Said Houry: “Racism, a root cause of health disparities, continues to be a serious public health risk that directly affects the well-being of millions of Americans, and, as a result, affects the health of our entire nation.”
A “Poisoned Drug Supply”
Although the number of overdose deaths topped a then-record 93,000 in 2020, during the first waves of the pandemic, we know not all of those incidents can be directly attributed to COVID and its fallout. Tens of thousands were dying of overdoses every year before the pandemic, and the annual toll is now in the six figures—even as some of the dangers of COVID have begun to recede.
“What’s really driving the surge in overdoses is this increasingly poisoned drug supply,” Shannon Monnat, an associate professor of sociology at Syracuse University who studies demographic and geographic trends and disparities in health and mortality, told the AP in 2021. “Nearly all of this increase is fentanyl contamination in some way. Heroin is contaminated. Cocaine is contaminated. Methamphetamine is contaminated.”

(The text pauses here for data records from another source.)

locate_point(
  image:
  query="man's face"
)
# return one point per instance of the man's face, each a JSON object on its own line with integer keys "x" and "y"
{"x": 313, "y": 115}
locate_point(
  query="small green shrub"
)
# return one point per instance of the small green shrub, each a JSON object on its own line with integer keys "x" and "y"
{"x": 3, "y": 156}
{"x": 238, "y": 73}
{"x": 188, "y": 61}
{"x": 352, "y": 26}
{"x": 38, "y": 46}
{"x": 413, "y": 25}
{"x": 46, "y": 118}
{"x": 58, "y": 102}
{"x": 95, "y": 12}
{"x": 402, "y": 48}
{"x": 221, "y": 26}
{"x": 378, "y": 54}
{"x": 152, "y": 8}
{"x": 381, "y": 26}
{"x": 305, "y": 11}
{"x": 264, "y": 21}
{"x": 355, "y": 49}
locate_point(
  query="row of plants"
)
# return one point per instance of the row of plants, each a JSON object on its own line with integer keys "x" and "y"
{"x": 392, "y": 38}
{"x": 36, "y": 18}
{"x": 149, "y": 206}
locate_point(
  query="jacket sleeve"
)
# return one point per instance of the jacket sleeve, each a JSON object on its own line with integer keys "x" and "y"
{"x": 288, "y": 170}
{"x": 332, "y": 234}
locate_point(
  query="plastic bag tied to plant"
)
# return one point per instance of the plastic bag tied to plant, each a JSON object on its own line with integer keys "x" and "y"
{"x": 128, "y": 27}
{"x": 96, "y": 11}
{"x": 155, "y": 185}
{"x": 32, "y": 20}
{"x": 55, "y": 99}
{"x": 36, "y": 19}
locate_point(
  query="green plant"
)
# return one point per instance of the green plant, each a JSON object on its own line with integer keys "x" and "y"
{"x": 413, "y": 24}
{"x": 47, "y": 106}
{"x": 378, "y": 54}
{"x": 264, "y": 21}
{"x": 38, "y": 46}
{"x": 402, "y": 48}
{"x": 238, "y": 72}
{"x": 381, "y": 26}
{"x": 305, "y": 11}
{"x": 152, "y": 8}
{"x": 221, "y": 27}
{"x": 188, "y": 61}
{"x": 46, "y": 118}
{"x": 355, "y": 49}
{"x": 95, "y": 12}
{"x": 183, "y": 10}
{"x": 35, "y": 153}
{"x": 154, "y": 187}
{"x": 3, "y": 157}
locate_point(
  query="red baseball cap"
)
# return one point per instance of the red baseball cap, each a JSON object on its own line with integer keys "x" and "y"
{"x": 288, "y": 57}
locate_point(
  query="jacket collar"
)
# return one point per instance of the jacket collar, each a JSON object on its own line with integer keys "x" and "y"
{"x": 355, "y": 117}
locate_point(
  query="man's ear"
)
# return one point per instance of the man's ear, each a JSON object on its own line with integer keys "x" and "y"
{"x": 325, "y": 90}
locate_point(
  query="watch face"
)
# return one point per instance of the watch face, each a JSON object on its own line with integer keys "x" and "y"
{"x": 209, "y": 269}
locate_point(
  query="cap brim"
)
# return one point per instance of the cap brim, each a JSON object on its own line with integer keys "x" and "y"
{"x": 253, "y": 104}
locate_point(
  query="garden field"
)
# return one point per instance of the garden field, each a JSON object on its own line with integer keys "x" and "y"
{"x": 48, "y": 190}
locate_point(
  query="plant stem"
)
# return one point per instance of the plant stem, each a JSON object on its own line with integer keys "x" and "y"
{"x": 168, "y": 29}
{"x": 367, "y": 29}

The overdose crisis is a complex, layered problem with no one to blame and no single solution. By that rationale, though, policymakers should be able to take a hard look at the CDC’s latest data, draw basic conclusions and make certain decisions without judgment. People who use drugs are dying at greater rates than ever—a human problem. But some of those people—based on where they fall along racial, social and class lines—are dying more often than others while receiving less support. That’s a problem of inhumanity.